Insurance at a Price
Money funds in annuity accounts generally don't feel the same pressure retail funds do to keep from breaking the buck. Indeed, more than 200 money market subaccounts in annuities have lost money year-to-date because their fees
been cut, according to Morningstar data. (The money lost has been miniscule -- roughly 0.5%.)
Annuities are essentially mutual funds with a thin layer of insurance wrapped around them. That thin layer of insurance is used to warrant some pretty fat fees, though. The average money market annuity charged a whopping 1.83% average fee, according to Morningstar. Little wonder they're breaking the buck.
But investors are accustomed to paying higher fees for annuities, and may not be as likely to complain or even notice as retail investors. It can be tougher to tell when a money market annuity breaks the buck, since there's no effort to keep net asset value to $1, the way retail funds do.
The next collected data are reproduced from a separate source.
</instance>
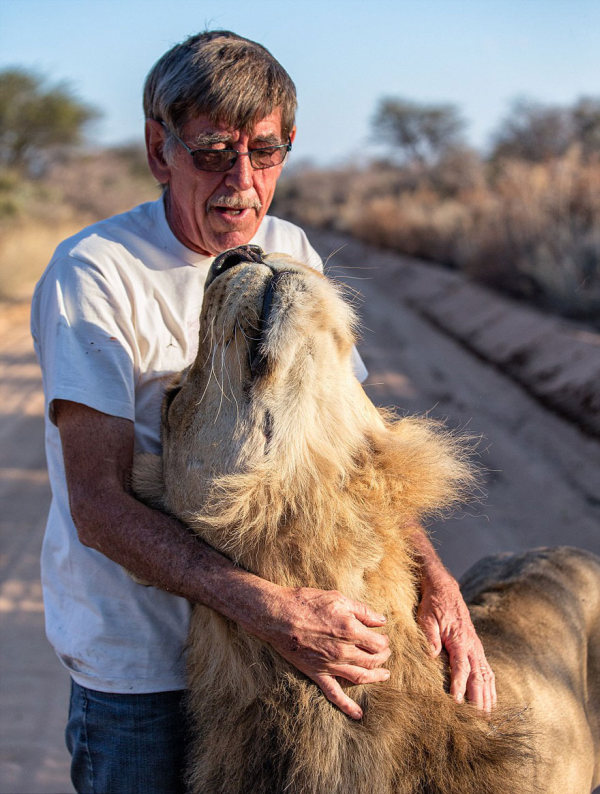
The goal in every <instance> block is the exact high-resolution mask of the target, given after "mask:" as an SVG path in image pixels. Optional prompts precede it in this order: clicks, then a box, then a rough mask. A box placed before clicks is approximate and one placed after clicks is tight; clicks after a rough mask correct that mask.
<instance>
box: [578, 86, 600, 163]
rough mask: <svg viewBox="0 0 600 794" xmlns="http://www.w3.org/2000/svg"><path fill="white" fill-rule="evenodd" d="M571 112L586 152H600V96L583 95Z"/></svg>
mask: <svg viewBox="0 0 600 794" xmlns="http://www.w3.org/2000/svg"><path fill="white" fill-rule="evenodd" d="M571 114H572V117H573V125H574V128H575V136H576V139H577V141H578V142H579V143H581V146H582V148H583V152H584V154H586V155H591V154H594V153H595V154H600V98H598V97H581V98H580V99H578V100H577V102H576V103H575V105H574V107H573V109H572V111H571Z"/></svg>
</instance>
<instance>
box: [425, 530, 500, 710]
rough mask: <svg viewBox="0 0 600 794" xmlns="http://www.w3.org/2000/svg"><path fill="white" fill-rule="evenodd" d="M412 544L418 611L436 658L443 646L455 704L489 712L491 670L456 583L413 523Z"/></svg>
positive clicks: (455, 580) (433, 550)
mask: <svg viewBox="0 0 600 794" xmlns="http://www.w3.org/2000/svg"><path fill="white" fill-rule="evenodd" d="M412 540H413V544H414V548H415V550H416V552H417V559H418V561H419V563H420V564H421V603H420V604H419V608H418V611H417V619H418V621H419V625H420V626H421V628H422V629H423V631H424V632H425V636H426V637H427V639H428V641H429V644H430V647H431V652H432V654H433V655H434V656H437V655H438V654H439V653H440V652H441V650H442V645H443V646H444V648H445V649H446V651H447V652H448V659H449V662H450V675H451V683H450V692H451V694H452V696H453V697H454V698H455V700H457V701H458V702H460V701H462V699H463V698H464V696H465V692H466V695H467V699H468V700H470V701H471V702H472V703H474V704H475V705H476V706H477V707H478V708H482V709H485V710H486V711H491V709H492V708H493V707H494V706H495V705H496V683H495V678H494V673H493V671H492V668H491V667H490V665H489V664H488V661H487V659H486V658H485V653H484V650H483V646H482V644H481V641H480V639H479V637H478V636H477V632H476V631H475V627H474V626H473V622H472V620H471V615H470V614H469V610H468V608H467V605H466V604H465V602H464V599H463V597H462V594H461V592H460V588H459V586H458V582H457V581H456V579H454V577H453V576H451V575H450V574H449V573H448V571H447V570H446V568H445V567H444V565H443V563H442V561H441V560H440V558H439V557H438V555H437V553H436V551H435V549H434V548H433V546H432V545H431V541H430V540H429V538H428V537H427V535H426V534H425V532H424V530H423V529H422V528H421V527H420V526H418V525H417V524H415V528H414V534H413V538H412Z"/></svg>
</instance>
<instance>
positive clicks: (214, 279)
mask: <svg viewBox="0 0 600 794" xmlns="http://www.w3.org/2000/svg"><path fill="white" fill-rule="evenodd" d="M264 253H265V252H264V251H263V250H262V248H261V247H260V246H259V245H240V246H238V247H237V248H230V249H229V250H228V251H224V252H223V253H222V254H219V256H217V257H216V258H215V260H214V262H213V263H212V265H211V266H210V270H209V271H208V276H207V277H206V283H205V285H204V288H205V289H206V288H207V287H208V286H209V284H210V283H211V282H212V281H214V280H215V279H216V278H217V276H220V275H221V274H222V273H224V272H225V271H226V270H229V269H230V268H232V267H235V265H239V264H241V263H242V262H256V263H257V264H264V260H263V256H264Z"/></svg>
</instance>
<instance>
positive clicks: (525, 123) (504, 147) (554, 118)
mask: <svg viewBox="0 0 600 794" xmlns="http://www.w3.org/2000/svg"><path fill="white" fill-rule="evenodd" d="M573 139H574V127H573V118H572V116H571V113H570V112H569V110H568V109H567V108H562V107H558V106H554V105H544V104H542V103H541V102H536V101H534V100H532V99H527V98H525V97H520V98H518V99H516V100H514V101H513V103H512V107H511V110H510V112H509V113H508V115H507V116H506V117H505V118H504V119H503V121H501V122H500V125H499V127H498V130H497V132H496V133H495V134H494V136H493V144H494V147H493V151H492V159H498V158H502V157H514V158H518V159H521V160H529V161H530V162H538V163H541V162H544V161H546V160H549V159H551V158H553V157H560V155H562V154H564V153H565V152H566V151H567V149H568V148H569V146H570V145H571V143H572V142H573Z"/></svg>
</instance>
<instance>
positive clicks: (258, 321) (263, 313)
mask: <svg viewBox="0 0 600 794" xmlns="http://www.w3.org/2000/svg"><path fill="white" fill-rule="evenodd" d="M265 264H266V262H265ZM267 267H270V266H269V265H267ZM271 270H272V272H273V275H272V276H271V278H270V279H269V280H268V282H267V286H266V287H265V292H264V295H263V302H262V308H261V312H260V317H259V319H258V333H257V334H256V336H255V337H254V338H253V339H252V343H251V345H250V350H249V359H250V376H251V377H252V378H253V379H254V378H260V377H261V376H262V375H266V373H267V370H268V356H267V353H266V345H265V334H266V331H267V329H268V327H269V319H270V317H271V311H272V309H273V297H274V295H275V290H276V289H277V284H278V283H279V281H280V280H281V278H282V277H283V276H284V275H286V274H287V273H288V272H289V271H286V270H279V271H275V270H273V268H271Z"/></svg>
Because money market subaccounts in annuities don't pay out interest income in the form of distributions (as retail money funds do), the NAV is often a very odd number -- for instance, $9.83. (In other words, one share equals $9.83, as opposed to retail money funds, where one share equals $1.)
This floating NAV, combined with the fact that fees that are generally assessed annually, can make it difficult to determine when investors gave up their principal to pay expenses. And the penalties that often apply keep investors from moving their money.
There's never been a reason to pay high fees for a money market account -- your best bet is almost always the cheapest product, since yields don't typically vary enough to warrant out-of-the-ordinary fees. And if you're happy with your money market fund, there's probably no reason to change. But if you're moving money anyway, there's even more incentive to keep a sharp eye on fees -- after all, not all surprises are happy ones.